I come back to my Stalk, my obelisk, my watchtower,
My beautiful slender avant-garde polluter.
What poet would sing those acres of grey ash,
That ghastly guff of hydrogen sulphide?
Who cares? I'm happy to stand in for Homer.
His gods would have cackled with joy
To see my new-born boy
Poking manfully towards their heavenly rookery.
I marked the occasion - oh, did I not!
I gathered a posse of friends to hansel the Stalk.
Ladies and gents, I said, you're going to the top!
Such cries of horror, it was like a play.
I relished the moment, lifted a hand
For the clamour to subside. Just a joke, folks.
I don't need steeplejacks. It's inside you're going.
The bricks are the best money can buy,
They are new, they are brilliant, not a smitch of soot.
Please admire them as your rise past them.
Climb? Not a step. You will mount like magic
By a system of hissing steam-powered pulleys -
O James blessed Watt, late of this parish! -
Emerge at the viewing platform, safe as houses,
And sweep your eyes around like modern gods.

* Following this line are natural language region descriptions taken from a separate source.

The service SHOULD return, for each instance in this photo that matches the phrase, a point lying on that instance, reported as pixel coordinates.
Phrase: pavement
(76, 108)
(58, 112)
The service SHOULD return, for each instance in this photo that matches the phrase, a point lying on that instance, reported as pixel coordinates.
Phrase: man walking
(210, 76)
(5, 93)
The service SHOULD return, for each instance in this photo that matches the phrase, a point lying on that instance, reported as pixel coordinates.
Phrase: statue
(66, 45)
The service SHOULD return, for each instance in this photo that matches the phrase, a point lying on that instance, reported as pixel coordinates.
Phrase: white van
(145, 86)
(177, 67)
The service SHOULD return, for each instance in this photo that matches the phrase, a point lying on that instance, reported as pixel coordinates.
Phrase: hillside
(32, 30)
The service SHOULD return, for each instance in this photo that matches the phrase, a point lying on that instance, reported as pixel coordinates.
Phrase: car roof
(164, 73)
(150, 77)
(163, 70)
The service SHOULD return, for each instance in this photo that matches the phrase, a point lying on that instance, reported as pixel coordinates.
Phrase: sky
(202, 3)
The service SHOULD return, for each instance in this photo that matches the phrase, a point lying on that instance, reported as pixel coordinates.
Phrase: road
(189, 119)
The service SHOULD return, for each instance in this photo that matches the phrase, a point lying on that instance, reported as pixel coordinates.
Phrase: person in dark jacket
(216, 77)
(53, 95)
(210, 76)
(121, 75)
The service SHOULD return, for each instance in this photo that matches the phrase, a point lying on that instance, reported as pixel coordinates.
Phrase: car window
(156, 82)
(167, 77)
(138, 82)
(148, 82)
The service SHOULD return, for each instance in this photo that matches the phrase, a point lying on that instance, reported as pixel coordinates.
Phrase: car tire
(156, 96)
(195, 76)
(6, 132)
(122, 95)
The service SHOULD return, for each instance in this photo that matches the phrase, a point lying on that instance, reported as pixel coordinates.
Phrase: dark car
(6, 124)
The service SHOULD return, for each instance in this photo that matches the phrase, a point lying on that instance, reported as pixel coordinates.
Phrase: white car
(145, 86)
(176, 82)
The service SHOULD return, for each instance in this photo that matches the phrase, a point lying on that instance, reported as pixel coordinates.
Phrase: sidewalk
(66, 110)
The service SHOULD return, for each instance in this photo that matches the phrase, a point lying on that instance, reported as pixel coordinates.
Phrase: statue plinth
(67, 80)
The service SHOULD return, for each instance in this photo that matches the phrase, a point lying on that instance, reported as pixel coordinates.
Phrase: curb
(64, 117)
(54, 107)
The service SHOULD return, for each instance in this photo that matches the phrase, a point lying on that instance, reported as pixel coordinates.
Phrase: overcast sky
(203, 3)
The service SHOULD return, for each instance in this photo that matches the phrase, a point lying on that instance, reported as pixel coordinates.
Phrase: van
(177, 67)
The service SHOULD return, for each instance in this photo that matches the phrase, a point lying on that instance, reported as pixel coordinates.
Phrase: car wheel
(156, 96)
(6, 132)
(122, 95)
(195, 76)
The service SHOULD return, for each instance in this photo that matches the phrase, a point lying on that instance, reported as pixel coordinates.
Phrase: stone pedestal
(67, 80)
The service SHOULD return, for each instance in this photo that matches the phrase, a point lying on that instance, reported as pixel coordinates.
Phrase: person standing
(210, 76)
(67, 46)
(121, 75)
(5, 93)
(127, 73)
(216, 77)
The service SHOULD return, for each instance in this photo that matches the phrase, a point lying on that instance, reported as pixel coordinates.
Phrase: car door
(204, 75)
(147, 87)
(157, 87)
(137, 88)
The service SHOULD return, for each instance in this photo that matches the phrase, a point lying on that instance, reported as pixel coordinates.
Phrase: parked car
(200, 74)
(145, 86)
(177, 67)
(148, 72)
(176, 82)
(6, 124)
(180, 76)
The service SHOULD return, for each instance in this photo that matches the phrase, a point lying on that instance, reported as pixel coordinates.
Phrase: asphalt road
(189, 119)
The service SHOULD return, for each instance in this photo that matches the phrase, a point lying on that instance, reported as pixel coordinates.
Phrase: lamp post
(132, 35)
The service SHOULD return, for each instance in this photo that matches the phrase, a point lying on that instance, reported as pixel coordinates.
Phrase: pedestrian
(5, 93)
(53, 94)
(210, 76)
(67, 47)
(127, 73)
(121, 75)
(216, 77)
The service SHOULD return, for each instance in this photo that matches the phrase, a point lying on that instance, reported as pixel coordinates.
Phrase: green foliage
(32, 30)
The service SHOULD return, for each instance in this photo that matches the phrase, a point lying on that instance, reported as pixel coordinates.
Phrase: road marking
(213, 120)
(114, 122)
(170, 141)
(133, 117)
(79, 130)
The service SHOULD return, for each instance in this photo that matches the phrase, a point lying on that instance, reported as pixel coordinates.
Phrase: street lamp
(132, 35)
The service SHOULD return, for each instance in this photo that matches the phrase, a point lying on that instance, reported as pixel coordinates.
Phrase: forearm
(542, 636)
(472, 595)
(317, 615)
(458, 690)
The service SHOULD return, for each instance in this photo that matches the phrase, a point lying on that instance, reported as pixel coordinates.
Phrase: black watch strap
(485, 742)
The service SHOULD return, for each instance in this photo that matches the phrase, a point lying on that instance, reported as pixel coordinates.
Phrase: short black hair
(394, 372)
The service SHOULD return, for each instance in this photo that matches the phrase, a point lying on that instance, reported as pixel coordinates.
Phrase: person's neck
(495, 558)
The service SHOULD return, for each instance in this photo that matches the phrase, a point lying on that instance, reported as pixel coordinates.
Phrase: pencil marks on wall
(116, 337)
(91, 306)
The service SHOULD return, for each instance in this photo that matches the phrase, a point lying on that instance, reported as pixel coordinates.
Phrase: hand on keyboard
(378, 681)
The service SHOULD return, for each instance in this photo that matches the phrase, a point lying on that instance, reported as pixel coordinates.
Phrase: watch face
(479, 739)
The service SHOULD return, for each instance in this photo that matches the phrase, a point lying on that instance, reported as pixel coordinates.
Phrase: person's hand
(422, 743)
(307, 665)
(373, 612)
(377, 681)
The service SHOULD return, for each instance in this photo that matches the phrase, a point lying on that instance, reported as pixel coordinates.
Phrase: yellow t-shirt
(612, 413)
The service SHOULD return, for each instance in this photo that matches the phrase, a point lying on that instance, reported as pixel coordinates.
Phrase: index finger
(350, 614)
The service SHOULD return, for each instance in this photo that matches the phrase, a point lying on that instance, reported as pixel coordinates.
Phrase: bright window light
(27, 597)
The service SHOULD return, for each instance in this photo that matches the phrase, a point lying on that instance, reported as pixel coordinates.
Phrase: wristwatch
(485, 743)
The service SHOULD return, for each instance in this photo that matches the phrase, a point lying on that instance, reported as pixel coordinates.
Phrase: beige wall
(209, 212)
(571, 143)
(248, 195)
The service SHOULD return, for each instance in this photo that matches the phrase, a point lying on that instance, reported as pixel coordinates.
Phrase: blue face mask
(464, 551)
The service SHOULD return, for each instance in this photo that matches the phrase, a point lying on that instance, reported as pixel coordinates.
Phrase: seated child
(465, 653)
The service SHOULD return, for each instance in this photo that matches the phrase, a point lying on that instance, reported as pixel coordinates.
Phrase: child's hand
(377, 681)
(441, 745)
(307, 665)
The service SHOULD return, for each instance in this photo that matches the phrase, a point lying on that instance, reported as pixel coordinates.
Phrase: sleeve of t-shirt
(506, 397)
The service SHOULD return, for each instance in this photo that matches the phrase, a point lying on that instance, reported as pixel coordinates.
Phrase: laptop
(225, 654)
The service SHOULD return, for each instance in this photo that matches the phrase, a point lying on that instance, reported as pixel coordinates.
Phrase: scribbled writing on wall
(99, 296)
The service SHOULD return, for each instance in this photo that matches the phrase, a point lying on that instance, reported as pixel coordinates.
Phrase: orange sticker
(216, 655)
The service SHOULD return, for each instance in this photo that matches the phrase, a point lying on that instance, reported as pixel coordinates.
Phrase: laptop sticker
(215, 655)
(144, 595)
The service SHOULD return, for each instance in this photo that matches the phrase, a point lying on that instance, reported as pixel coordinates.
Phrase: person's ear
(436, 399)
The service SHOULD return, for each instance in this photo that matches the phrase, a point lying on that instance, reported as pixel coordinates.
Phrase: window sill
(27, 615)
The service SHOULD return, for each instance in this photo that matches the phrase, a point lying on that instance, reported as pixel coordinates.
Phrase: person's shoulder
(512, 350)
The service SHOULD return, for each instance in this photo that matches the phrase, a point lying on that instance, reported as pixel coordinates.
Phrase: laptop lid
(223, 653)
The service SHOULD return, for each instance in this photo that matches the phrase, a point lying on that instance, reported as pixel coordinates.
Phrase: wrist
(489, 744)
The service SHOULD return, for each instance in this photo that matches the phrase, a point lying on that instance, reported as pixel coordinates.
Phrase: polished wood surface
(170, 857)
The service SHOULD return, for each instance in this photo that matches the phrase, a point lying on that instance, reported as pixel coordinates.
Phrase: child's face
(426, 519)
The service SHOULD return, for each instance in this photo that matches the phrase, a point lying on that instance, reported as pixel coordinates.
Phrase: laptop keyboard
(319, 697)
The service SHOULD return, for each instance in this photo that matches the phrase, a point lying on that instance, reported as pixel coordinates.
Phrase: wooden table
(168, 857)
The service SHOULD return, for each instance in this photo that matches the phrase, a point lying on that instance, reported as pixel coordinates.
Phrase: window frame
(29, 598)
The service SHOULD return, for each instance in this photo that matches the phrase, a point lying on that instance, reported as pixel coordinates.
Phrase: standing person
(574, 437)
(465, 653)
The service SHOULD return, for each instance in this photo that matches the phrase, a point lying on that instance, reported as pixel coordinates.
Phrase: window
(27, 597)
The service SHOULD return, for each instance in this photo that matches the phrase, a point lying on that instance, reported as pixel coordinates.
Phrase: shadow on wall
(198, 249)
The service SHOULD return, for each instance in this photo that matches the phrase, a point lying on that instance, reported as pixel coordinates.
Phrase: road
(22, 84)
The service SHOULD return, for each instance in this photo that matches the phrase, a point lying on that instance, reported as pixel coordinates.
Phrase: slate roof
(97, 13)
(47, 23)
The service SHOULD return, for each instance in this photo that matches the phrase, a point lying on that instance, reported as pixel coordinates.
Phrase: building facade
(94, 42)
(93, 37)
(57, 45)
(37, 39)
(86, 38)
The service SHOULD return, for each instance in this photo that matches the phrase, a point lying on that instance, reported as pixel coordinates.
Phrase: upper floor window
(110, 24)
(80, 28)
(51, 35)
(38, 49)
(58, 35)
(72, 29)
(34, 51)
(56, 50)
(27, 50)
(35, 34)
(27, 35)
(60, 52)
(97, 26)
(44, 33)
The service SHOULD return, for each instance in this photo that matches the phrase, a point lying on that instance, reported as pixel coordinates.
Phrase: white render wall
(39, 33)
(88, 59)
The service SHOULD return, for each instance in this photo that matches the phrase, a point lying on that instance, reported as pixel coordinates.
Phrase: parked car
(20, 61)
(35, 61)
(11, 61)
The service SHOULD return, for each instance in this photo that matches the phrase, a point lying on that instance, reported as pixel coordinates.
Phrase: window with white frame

What's that sir? Insurance? Christ man
This is Glasgow. You are pioneers. Get in.
There's a woman in the Stalk before you.
Yes ma'am? Skirts? That's taken care of.
No one will look up your furbelows.
The ladies will sit in a basket, like balloonists.
The gents will be in buckets, like Brahmins.
Well, up they went into the half dark,
Clutching their ropes, listening to the pulley,
Silenced by the mystery
The summit was all light and air and chatter.
The smoky city was shunting fiercely below
But the height, the horizon, the haze was their hope
As they looked at, looked for, Scotland.
The firth, the masts and sails, the Arran hills,
The river winding south through glasshouses,
Eastward a faint glint of spires - Edinburgh?
We don't want Edinburgh! Find Ben Lomond!
They found it, and they found much else
As they leaned on my parapet, not paradise
But a throb of the great paradox,
Useful filth, mitigated pain,
Crops of brick and iron, with or without rain.